Because today is the day of the KRAMPUS MOVIE!!!!! WOOOOOT!
Why don’t we have The Krampus? Seriously. When the Americans were cherry picking Christmas traditions from the Europeans, why did they leave out Krampus? Yeah, he’s kinda scary looking, but fucking hell. He serves a purpose! Look at that motherfucker! Do you know why he’s linked to Christmas? He’s what shows up when you’re a bad kid. Not “Santa brings you shitty presents or coal”, not “Santa won’t bring you shit”. Oh no. This bad ass demon thing shows up and beats your ass with birch switches. On Christmas. Yes, Billy. You get an ass whooping for Christmas. What better way to scare kids into not being little shitheads. And in some cultures, Krampus will TAKE YOUR SHITHEAD KIDS AWAY. Yeah, see? Better not pout, better not cry, better not shout, or you’ll never see your family again and you’ll have a sore ass.
So yeah, BRING ON THE KRAMPUS, Americans! Quit being such pussies!
@aelerelean and I have the same Krampus t-shirt. I like it. It’s the Krampus, after all. We wore them for a Christmas party. Where there were children in attendance. The 4 year old angelic (or not, depending on if you ask his mom or me) little boy walked up, poked me in the boob and we had this exchange:
“What’s what guy?”
“He’s the Krampus.”
“what’s Krampus?”
“Well, he travels with Santa and when–”
“I HAVE THREE PENNIES!”
“…Yes you do, buddy.” He takes off.
*note*: don’t give long winded explanations to 4 year olds. But later, he came back and was still intrigued with said Krampus. Again, poke to the tit:
“Who’s that guy?”
“He’s a creature. His name is Krampus” little blue eyes locked on my chest.
“Those two kids are sneaking up on him.” Wow. Smart kid.
“No, he’s stealing those kids because they have been bad. Really bad.”
“Why’s he gots a broom?” poke to the left boob, at which point Dad says “I think he’s found a way to grope boobies without getting caught.”
“Oh, that’s not a broom, those are switches. For spankings. To the naughty kids. Instead of presents from Santa.” Kid thinks hard for a couple of seconds and says, quite matter of factly:
“I’m not going to see him, because I’m a good boy.”
“Yes you are, little guy. You are a good boy.” He thinks on it a little more then runs off to play. I swear it was the CUTEST THING EVAR! Smartest damn 4 year old I ever saw.

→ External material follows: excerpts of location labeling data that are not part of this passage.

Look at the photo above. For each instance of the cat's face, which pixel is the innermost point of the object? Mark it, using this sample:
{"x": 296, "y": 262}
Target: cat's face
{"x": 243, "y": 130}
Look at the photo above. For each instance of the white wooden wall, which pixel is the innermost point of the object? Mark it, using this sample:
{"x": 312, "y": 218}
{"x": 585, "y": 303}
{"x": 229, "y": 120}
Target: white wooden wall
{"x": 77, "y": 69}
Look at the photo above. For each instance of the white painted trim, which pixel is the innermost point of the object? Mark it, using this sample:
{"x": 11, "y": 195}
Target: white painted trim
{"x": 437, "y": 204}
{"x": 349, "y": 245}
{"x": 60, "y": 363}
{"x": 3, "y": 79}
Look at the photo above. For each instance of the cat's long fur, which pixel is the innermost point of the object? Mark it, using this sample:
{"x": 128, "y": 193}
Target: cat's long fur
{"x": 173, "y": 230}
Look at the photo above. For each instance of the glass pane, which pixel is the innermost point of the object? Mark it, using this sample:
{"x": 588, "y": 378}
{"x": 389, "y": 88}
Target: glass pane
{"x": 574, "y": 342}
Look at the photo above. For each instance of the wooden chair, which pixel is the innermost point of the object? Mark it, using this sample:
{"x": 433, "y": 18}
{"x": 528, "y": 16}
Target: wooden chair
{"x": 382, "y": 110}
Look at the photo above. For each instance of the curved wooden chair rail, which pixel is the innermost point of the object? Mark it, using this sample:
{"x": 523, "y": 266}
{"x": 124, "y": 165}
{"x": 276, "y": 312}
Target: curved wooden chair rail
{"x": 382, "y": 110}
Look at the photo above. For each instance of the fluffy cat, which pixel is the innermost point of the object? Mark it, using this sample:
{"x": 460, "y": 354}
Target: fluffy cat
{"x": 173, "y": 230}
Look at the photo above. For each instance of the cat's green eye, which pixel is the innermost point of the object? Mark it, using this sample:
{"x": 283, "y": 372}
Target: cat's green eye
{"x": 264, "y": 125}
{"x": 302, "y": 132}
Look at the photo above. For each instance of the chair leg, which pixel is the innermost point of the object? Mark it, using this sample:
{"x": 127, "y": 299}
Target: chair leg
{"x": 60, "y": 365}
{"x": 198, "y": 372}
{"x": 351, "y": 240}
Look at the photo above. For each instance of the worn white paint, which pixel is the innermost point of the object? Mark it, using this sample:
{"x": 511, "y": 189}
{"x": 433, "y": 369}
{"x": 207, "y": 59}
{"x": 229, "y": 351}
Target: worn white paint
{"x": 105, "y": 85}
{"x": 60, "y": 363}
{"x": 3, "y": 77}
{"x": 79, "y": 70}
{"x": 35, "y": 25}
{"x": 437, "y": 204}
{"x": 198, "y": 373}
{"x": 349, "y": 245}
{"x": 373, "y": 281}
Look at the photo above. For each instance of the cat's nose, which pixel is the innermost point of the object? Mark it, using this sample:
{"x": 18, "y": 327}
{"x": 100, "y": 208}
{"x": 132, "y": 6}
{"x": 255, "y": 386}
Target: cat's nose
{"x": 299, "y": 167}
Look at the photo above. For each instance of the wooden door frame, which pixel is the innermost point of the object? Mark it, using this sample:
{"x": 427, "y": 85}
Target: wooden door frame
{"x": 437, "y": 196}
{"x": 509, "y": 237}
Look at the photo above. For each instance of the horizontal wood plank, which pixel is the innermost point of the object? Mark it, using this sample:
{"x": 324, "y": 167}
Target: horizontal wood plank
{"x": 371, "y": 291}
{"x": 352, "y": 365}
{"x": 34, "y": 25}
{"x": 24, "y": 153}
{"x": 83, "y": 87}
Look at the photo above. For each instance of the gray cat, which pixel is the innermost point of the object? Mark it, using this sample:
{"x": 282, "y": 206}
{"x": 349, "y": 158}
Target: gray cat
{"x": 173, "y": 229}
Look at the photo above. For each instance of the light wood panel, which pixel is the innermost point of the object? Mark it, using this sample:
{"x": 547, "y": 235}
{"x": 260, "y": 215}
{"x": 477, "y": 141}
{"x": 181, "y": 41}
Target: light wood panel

Another friend was given Baby’s First Mythos so that he may indoctrinate his young ‘uns (4 and 7). I asked him if he really would read them those stories and got a very excited “YES! Of course I will!” I approve. If either one of them goes to school and says “No, I is not for ‘Ink’, I is for INNSMOUTH” I might just fall over in a faint from the absolute cuteness.